Bills general manager Brandon Beane has eight picks in the first five founds, including two in the first and second rounds. Timothy T. Ludwig/USA TODAY Sports

The NFL combine begins in earnest Wednesday in Indianapolis, giving Buffalo Bills general manager Brandon Beane an opportunity to meet with top draft prospects as well as agents for his team's pending free agents.

The combine also could provide an opportunity for Beane to get a better feel for the landscape should he decide to trade up in April's draft to acquire a quarterback.

The possibility of Buffalo trading up has been discussed since the Bills -- led by coach Sean McDermott and then-general manager Doug Whaley -- passed on drafting quarterbacks Deshaun Watson and Patrick Mahomes and instead traded their No. 10 overall pick for the No. 27 pick (used to select cornerback Tre'Davious White) and the Kansas City Chiefs' first-round pick this year.

The Bills now own eight selections in the first five rounds, including two first-round picks and two second-round picks, giving them more assets than most teams to swing a trade up into the top 10 and position the team to select one of the top four quarterbacks in the draft: Sam Darnold, Josh Rosen, Josh Allen or Baker Mayfield.

How far could the Bills move up and what would it take?

At the Senior Bowl in January, Beane said many teams use the draft trade value chart developed by former NFL coach Jimmy Johnson as a baseline. The chart assigns point values to each pick of the draft, starting with 3,000 for the No. 1 pick.

Teams have tweaked the trade chart over the years using their own statistical analysis, and Beane cautioned supply and demand will still drive any trades, but calculating how the Bills could move up in April is still a useful exercise.

With the NFL's announcement last week of compensatory selections finalizing the draft order, the Bills own the following picks: No. 21 (first round), No. 22 (first round, from Chiefs), No. 53 (second round), No. 56 (second round, from Rams), No. 96 (third round, from Philadelphia), No. 121 (fourth round), No. 158 (fifth round) and No. 166 (fifth round, from Jaguars).

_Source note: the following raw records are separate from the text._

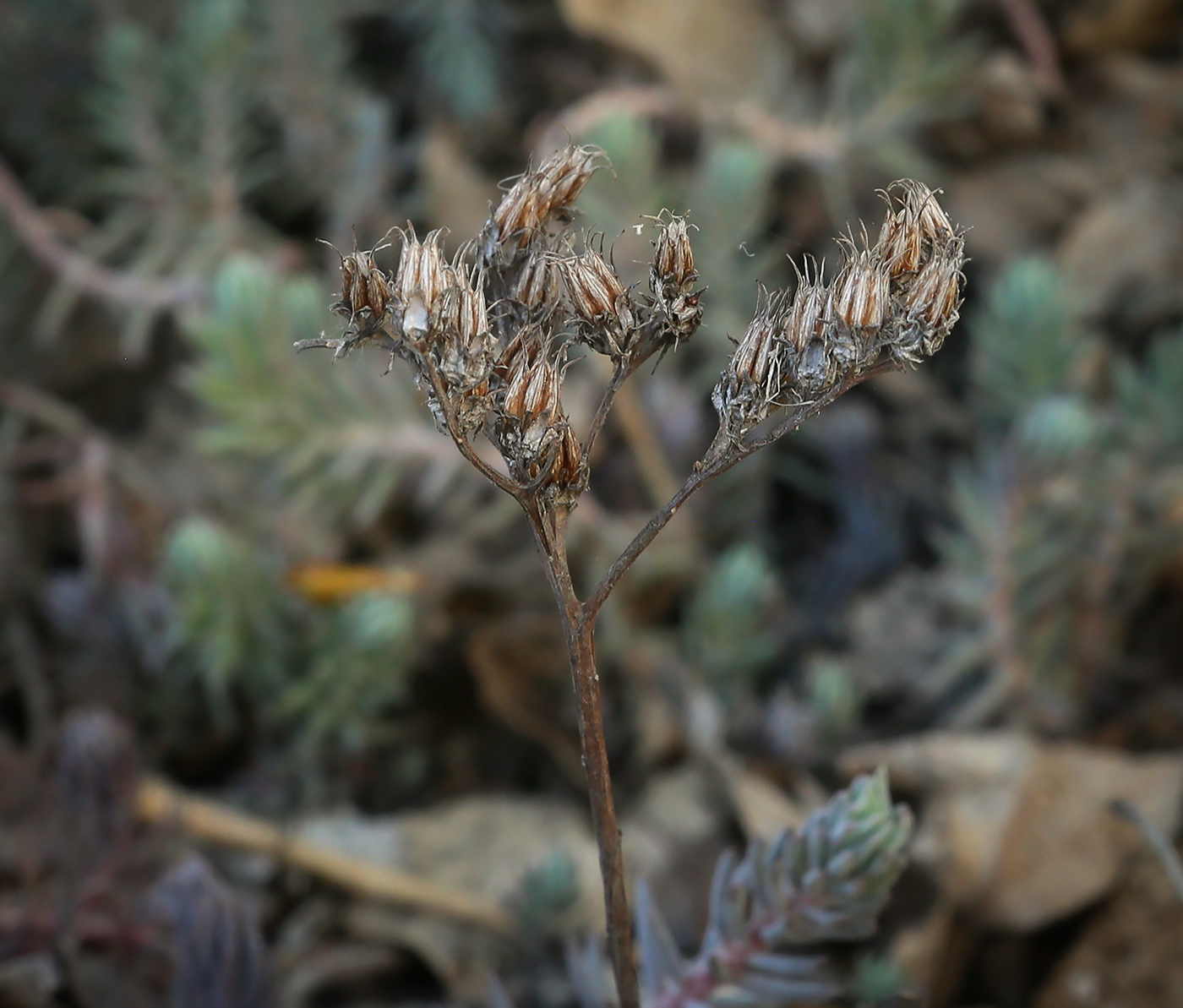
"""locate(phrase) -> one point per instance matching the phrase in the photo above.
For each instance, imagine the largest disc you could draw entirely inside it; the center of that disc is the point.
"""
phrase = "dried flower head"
(464, 346)
(364, 289)
(422, 281)
(529, 425)
(538, 286)
(930, 305)
(914, 222)
(750, 388)
(810, 333)
(672, 278)
(600, 301)
(540, 195)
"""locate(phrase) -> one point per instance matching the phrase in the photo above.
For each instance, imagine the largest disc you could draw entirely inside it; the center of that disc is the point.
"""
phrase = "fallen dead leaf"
(1129, 954)
(481, 845)
(458, 192)
(336, 582)
(707, 47)
(1021, 831)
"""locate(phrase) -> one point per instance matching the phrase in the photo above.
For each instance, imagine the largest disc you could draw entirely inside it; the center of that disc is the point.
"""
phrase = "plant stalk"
(581, 647)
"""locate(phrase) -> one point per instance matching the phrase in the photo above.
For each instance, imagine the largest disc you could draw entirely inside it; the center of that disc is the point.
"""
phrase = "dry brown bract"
(490, 336)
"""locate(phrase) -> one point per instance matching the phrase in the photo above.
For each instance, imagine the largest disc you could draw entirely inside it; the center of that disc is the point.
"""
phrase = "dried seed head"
(538, 284)
(422, 281)
(750, 388)
(542, 194)
(913, 224)
(364, 289)
(861, 292)
(530, 428)
(673, 259)
(931, 303)
(600, 299)
(466, 346)
(755, 357)
(810, 331)
(570, 473)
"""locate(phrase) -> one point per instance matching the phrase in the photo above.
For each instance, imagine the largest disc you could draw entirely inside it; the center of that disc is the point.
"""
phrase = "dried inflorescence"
(490, 336)
(672, 280)
(897, 299)
(538, 197)
(827, 881)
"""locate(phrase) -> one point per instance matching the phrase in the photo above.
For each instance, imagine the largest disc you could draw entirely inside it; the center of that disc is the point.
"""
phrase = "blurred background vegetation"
(304, 602)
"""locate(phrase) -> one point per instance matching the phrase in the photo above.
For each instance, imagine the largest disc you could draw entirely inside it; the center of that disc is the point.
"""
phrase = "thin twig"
(580, 632)
(461, 443)
(161, 804)
(114, 286)
(651, 460)
(1156, 839)
(619, 375)
(1038, 41)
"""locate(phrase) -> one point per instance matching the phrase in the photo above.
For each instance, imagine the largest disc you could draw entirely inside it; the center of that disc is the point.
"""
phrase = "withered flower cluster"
(500, 370)
(896, 299)
(490, 335)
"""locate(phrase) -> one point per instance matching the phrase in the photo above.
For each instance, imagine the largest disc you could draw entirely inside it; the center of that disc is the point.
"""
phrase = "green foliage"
(728, 193)
(827, 881)
(358, 665)
(729, 629)
(902, 56)
(322, 673)
(458, 55)
(337, 441)
(831, 695)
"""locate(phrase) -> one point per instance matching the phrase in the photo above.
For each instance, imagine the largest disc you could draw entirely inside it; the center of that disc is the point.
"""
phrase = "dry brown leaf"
(707, 47)
(1020, 831)
(521, 670)
(1118, 25)
(336, 582)
(1129, 954)
(458, 192)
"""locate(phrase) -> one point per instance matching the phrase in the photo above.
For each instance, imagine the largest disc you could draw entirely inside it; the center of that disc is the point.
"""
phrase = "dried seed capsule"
(913, 224)
(810, 333)
(672, 278)
(364, 289)
(930, 305)
(538, 284)
(861, 293)
(750, 388)
(673, 259)
(465, 346)
(422, 281)
(542, 194)
(600, 299)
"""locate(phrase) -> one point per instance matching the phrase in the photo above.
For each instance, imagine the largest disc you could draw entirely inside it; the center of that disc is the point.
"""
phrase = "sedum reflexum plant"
(488, 337)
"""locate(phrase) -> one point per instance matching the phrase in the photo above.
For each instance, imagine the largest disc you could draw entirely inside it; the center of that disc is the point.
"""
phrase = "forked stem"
(579, 627)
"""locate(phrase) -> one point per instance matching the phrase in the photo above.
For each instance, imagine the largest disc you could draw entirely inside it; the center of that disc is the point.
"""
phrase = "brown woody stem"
(579, 627)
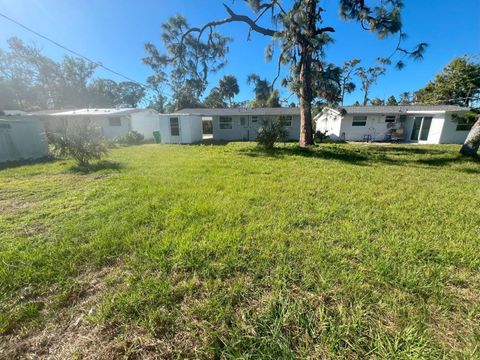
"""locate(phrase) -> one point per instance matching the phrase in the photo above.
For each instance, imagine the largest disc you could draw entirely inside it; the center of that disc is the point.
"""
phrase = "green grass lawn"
(344, 251)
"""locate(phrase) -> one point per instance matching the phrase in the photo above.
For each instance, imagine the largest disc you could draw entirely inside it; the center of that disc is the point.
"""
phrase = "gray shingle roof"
(402, 109)
(240, 111)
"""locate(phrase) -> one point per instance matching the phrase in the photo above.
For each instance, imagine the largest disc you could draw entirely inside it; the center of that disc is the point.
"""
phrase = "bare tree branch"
(233, 18)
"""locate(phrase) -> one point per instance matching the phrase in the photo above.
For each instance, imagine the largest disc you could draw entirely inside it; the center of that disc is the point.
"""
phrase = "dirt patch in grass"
(15, 206)
(67, 333)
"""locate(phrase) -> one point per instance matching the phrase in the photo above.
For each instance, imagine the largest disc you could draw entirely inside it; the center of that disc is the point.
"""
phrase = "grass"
(344, 251)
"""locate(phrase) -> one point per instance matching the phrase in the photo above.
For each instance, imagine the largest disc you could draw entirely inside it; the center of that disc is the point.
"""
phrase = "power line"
(56, 43)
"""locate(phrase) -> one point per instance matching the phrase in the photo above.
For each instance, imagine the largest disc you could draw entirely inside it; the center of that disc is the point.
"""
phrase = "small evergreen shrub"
(81, 141)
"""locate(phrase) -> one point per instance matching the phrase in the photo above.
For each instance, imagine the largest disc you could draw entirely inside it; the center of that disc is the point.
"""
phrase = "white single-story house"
(180, 128)
(21, 139)
(428, 124)
(112, 122)
(240, 124)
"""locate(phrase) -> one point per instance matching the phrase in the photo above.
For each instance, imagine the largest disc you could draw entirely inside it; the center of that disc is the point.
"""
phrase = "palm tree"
(405, 98)
(228, 87)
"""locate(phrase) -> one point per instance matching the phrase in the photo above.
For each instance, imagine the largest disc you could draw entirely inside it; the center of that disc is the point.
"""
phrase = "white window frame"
(286, 120)
(359, 119)
(176, 127)
(225, 122)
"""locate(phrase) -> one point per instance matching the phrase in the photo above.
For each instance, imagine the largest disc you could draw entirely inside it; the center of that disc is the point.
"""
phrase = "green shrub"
(270, 133)
(130, 138)
(81, 140)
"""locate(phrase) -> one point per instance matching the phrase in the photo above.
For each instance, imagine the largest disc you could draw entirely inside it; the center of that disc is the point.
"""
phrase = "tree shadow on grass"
(96, 167)
(351, 156)
(14, 164)
(370, 155)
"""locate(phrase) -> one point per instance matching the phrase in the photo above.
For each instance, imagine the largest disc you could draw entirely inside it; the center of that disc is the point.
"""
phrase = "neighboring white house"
(238, 124)
(179, 128)
(21, 139)
(428, 124)
(112, 122)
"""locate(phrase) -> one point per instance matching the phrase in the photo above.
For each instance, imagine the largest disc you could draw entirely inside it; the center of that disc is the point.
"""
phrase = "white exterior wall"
(450, 135)
(22, 140)
(190, 129)
(435, 132)
(375, 127)
(330, 122)
(111, 132)
(145, 122)
(249, 131)
(57, 122)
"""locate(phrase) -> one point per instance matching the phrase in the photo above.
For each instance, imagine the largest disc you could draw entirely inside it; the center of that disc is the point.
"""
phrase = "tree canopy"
(30, 80)
(299, 36)
(457, 84)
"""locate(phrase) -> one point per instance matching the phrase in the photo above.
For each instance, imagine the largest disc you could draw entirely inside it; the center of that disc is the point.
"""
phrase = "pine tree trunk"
(306, 136)
(472, 143)
(305, 80)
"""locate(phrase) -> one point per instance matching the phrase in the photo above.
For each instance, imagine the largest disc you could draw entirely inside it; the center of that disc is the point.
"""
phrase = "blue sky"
(114, 32)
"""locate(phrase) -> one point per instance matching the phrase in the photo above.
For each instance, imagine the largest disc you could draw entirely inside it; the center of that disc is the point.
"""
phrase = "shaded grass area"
(342, 251)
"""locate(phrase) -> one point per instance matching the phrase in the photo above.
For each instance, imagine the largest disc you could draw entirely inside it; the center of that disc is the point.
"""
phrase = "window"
(174, 127)
(226, 122)
(359, 121)
(116, 121)
(427, 122)
(465, 124)
(421, 128)
(286, 121)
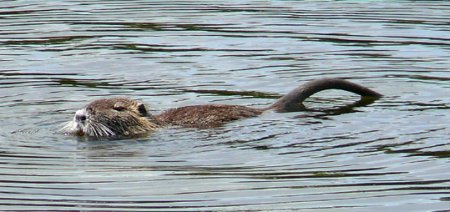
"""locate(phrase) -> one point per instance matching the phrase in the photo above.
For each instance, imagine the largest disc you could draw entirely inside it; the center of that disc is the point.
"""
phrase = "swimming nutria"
(126, 117)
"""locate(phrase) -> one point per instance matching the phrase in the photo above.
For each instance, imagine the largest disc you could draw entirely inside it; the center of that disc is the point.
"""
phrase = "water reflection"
(341, 152)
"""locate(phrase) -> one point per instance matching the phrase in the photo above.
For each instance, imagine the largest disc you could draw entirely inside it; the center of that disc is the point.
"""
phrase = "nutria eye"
(142, 110)
(119, 107)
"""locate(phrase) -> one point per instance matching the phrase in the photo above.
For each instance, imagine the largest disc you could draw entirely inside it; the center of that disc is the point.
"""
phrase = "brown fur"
(125, 117)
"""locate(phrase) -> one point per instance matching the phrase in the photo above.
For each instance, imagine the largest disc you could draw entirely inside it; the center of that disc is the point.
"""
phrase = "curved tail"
(294, 99)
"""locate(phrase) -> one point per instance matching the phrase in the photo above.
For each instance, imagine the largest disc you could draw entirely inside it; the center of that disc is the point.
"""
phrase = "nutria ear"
(119, 106)
(141, 108)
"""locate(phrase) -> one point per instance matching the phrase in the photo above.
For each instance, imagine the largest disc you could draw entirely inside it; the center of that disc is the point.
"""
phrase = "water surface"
(393, 154)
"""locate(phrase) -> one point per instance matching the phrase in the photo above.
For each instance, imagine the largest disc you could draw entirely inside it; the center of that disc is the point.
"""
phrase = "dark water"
(56, 56)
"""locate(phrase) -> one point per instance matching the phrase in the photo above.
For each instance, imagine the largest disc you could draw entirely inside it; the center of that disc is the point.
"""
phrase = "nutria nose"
(80, 116)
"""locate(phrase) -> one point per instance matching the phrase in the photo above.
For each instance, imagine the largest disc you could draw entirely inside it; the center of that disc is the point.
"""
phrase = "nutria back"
(206, 116)
(126, 117)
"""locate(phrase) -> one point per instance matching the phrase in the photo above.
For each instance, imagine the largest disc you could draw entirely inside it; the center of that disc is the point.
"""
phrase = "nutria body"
(126, 117)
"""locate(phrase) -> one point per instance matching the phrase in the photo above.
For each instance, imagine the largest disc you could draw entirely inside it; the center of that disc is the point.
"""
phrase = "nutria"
(126, 117)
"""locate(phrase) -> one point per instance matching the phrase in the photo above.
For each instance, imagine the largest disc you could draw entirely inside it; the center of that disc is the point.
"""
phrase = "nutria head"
(111, 117)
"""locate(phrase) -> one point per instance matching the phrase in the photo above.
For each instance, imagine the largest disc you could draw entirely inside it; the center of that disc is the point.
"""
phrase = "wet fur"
(126, 117)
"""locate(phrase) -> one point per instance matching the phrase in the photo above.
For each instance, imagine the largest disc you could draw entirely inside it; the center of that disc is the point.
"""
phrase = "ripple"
(342, 152)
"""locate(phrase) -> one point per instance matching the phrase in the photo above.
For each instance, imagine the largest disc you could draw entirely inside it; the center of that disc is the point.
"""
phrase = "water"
(393, 154)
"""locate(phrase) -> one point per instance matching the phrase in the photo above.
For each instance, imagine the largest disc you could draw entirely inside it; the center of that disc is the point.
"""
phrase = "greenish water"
(393, 154)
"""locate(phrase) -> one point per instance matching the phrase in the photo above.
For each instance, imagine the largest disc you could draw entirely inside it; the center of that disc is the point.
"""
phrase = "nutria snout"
(127, 117)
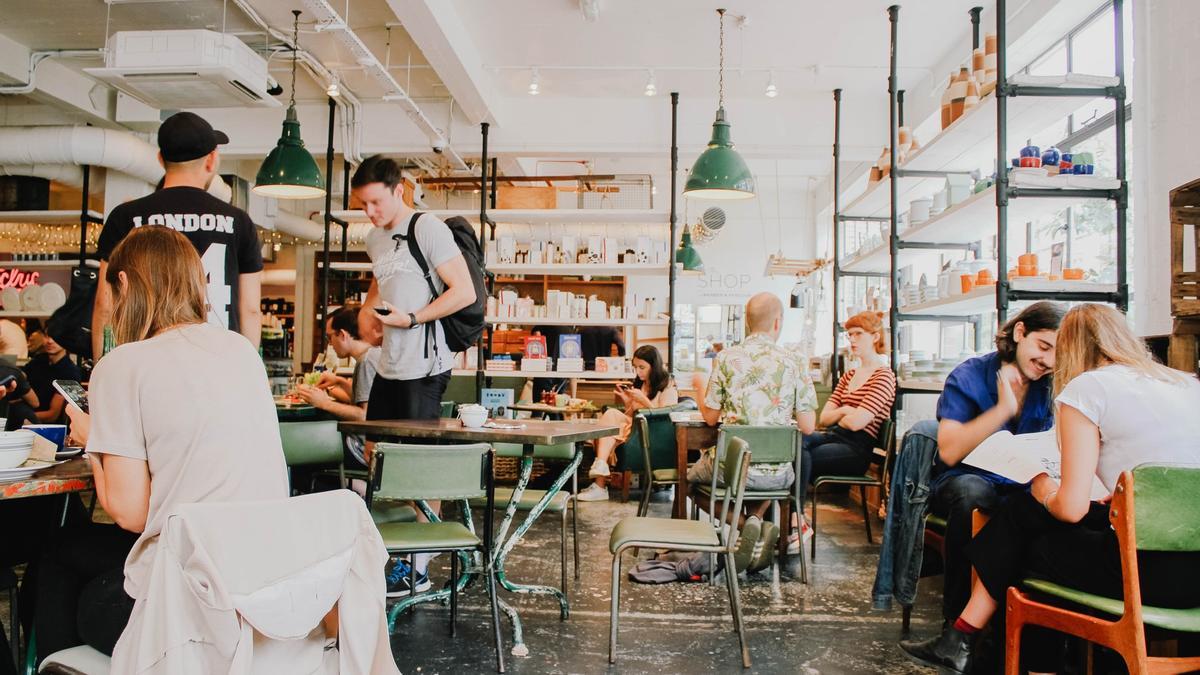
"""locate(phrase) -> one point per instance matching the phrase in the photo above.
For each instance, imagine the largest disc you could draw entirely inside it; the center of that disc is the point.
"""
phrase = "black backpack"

Based on the Johnson chart, the value of each of the Bills' picks is 800 points (No. 21), 780 points (No. 22), 370 points (No. 53), 340 points (No. 56), 116 points (No. 96), 52 points (No. 121), 29.2 points (No. 158) and 26 points (No. 166).

That means if the Bills packaged together their Nos. 21 and 22 picks, they would have 1,580 points, theoretically enough to get them as high as No. 6 (1,600) or No. 7 (1,500). Adding one of the second round picks would get the Bills to either 1,920 points or 1,950, which would fall between No. 3 (2,220 points) and No. 4 (1,800 points).

Obviously, executing trades is not that simple. Picks from future years might be involved, in which case the chart does not as easily apply. Players could also be involved, which brings salary-cap implications into play.

Buffalo would need to find a partner willing to do the deal. They might be able to move as high as No. 6, but would the quarterback-needy New York Jets trade out of that slot and pave the road for a division rival to take a potential franchise quarterback? Don't bet on it.

If the Bills feel strongly about a quarterback that is still on the board early in the draft, they might be forced into a bidding war with another team looking to trade up.

At this point, it is hard to predict what will happen in April without knowing how March will unfold. The free agency of Kirk Cousins will likely have a domino effect on the quarterback market that will help determine which teams will be in the hunt for one in the draft.

But for now, the possibility of the Bills trading up can at least be discussed in basic terms.